Monitor, scale, and manage the lifecycle of your model deployments on Qwen Cloud.
Deployment list
Go to the Deployments page in the Qwen Cloud console to view all deployments in your workspace.
- Search by deployment name.
- Filter by status.
Deployment detail
Click a deployment name to open its detail page, which has two tabs.
Overview
Displays the deployment's configuration and billing information:
- Basic information -- Service name, status, created/updated timestamps, and model name.
- Billing information -- Billing method and payment type.
- Deployment configuration -- Rate limiting settings (RPM and TPM), replicas, and model unit specification.
Monitoring
Provides real-time and historical performance metrics:
- Summary stats -- Total models, total calls, failures, average TTFT (time to first token), and average latency.
- RPM / TPM charts -- Requests per minute and tokens per minute over time.

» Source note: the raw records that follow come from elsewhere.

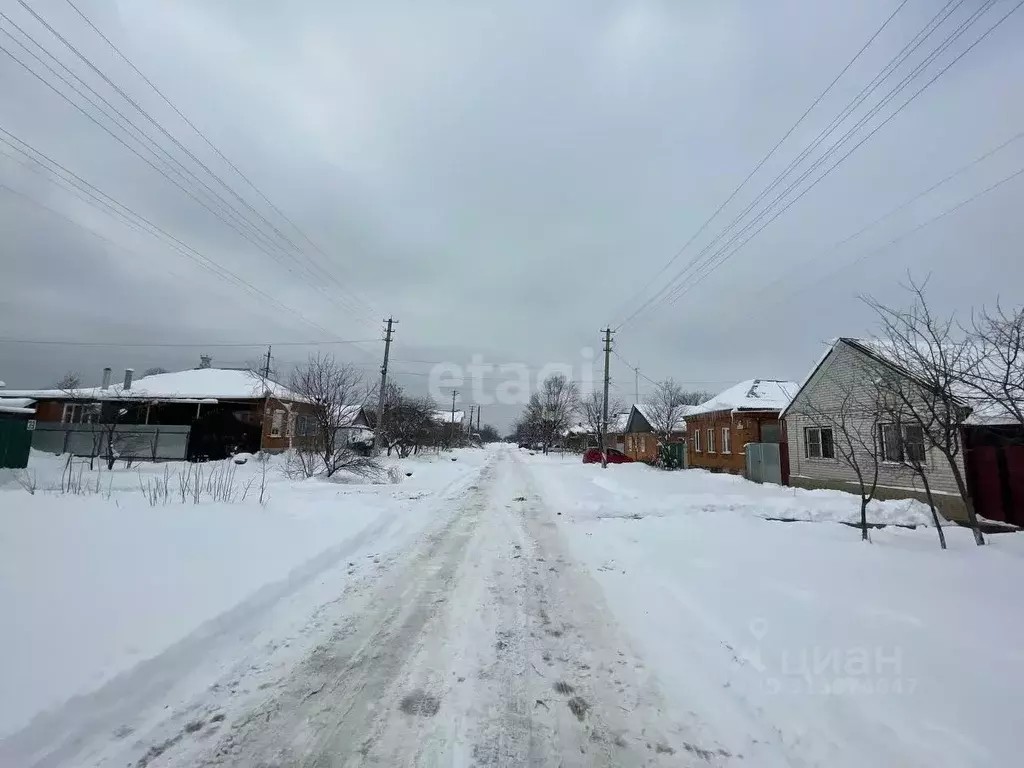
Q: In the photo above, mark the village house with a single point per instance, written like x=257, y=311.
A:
x=721, y=428
x=205, y=413
x=641, y=439
x=991, y=458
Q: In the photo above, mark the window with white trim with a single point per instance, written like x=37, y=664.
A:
x=80, y=413
x=276, y=423
x=818, y=442
x=904, y=444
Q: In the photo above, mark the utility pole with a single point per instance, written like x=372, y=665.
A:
x=388, y=334
x=266, y=368
x=604, y=406
x=455, y=393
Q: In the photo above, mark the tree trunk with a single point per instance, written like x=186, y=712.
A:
x=972, y=516
x=935, y=514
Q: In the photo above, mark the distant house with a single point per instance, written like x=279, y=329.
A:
x=719, y=429
x=641, y=438
x=206, y=413
x=991, y=459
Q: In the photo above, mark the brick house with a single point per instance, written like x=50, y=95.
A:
x=719, y=429
x=991, y=459
x=216, y=412
x=641, y=439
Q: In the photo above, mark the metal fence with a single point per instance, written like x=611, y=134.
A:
x=14, y=440
x=136, y=441
x=764, y=462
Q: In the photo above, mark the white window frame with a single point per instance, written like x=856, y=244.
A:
x=900, y=457
x=276, y=422
x=820, y=443
x=79, y=413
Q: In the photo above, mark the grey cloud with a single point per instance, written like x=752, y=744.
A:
x=504, y=177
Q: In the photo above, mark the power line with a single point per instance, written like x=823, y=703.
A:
x=182, y=344
x=762, y=162
x=867, y=254
x=723, y=255
x=909, y=201
x=209, y=143
x=707, y=263
x=250, y=232
x=675, y=289
x=110, y=205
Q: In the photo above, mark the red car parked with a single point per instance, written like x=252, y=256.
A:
x=593, y=456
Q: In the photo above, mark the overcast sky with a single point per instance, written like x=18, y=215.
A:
x=503, y=178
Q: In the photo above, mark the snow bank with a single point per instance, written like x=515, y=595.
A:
x=801, y=644
x=631, y=489
x=92, y=584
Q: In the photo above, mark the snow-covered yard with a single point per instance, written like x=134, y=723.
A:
x=549, y=612
x=893, y=652
x=93, y=583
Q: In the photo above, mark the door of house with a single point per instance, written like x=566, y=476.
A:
x=15, y=441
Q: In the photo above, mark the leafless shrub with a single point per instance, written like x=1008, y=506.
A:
x=27, y=479
x=330, y=391
x=925, y=384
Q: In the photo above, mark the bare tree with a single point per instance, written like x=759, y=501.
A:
x=550, y=411
x=409, y=422
x=330, y=390
x=592, y=415
x=667, y=404
x=926, y=386
x=996, y=372
x=71, y=380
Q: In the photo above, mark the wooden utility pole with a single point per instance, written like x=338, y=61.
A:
x=388, y=334
x=455, y=393
x=604, y=404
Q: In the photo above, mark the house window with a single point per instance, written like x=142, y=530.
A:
x=818, y=442
x=80, y=413
x=276, y=423
x=906, y=444
x=304, y=426
x=913, y=442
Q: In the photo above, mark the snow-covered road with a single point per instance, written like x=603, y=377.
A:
x=525, y=611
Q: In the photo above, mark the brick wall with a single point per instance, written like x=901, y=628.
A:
x=742, y=428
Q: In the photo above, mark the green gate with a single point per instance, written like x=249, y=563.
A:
x=15, y=439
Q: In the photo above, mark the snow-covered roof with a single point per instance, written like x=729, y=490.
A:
x=16, y=406
x=198, y=384
x=680, y=424
x=754, y=394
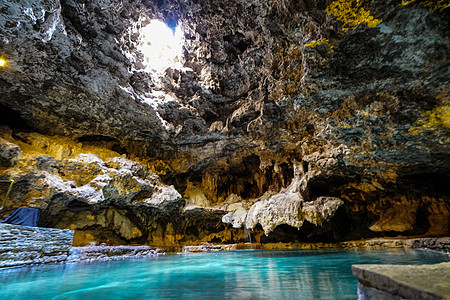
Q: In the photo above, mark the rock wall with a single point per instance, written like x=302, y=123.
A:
x=22, y=245
x=304, y=120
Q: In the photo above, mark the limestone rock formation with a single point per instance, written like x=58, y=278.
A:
x=306, y=120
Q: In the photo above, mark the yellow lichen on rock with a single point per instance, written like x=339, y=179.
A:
x=351, y=13
x=316, y=43
x=435, y=121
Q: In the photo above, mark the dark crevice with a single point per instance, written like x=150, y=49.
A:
x=13, y=119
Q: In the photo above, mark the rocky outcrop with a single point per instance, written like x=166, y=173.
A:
x=22, y=245
x=304, y=120
x=402, y=282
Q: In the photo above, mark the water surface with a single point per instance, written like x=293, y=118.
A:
x=259, y=274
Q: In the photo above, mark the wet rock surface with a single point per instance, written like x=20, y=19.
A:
x=23, y=245
x=403, y=282
x=102, y=253
x=304, y=120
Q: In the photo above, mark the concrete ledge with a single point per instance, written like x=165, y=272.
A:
x=403, y=281
x=23, y=245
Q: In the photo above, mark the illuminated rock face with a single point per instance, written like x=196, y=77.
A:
x=277, y=105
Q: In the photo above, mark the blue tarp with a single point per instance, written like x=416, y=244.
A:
x=25, y=216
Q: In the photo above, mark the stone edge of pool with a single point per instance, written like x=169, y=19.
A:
x=403, y=281
x=22, y=245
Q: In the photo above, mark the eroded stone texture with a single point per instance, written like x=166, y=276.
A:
x=403, y=282
x=22, y=245
x=272, y=95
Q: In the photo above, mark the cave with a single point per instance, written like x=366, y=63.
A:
x=177, y=123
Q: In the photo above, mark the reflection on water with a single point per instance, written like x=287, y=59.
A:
x=260, y=274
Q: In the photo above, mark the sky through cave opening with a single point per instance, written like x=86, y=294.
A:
x=161, y=46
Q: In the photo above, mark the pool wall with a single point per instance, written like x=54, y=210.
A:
x=22, y=245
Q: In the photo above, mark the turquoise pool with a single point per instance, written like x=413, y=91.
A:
x=259, y=274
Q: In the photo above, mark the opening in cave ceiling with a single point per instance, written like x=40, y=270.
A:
x=161, y=46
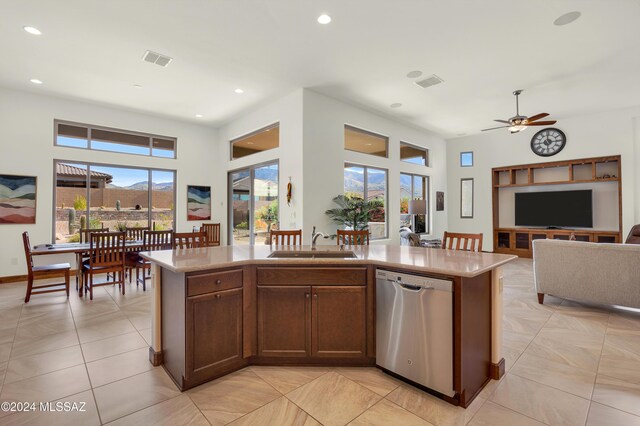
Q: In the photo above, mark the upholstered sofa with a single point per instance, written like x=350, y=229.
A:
x=600, y=273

- TTFT / Latency charts -- Time to first token and end-to-end latency over time.
Deployment statuses
| Status | Description |
|---|---|
| Deploying | Resources are being provisioned. The deployment is not yet ready for inference. |
| Active | The deployment is running and accepting inference requests. Billing is active. |
| Stopped | The deployment has been manually stopped. No billing is incurred. |
| Error | The deployment encountered an error during provisioning or runtime. |
Actions
You can perform the following actions from the deployment list or detail page:
- Try -- Send a test inference request directly from the console.
- Stop -- Pause the deployment. Billing stops while the deployment is stopped.
- Start -- Resume a stopped deployment. Billing resumes when the status returns to Active.
- Delete -- Permanently remove the deployment. This action cannot be undone.
Deleting a deployment is irreversible. The service shuts down immediately and all associated resources are released.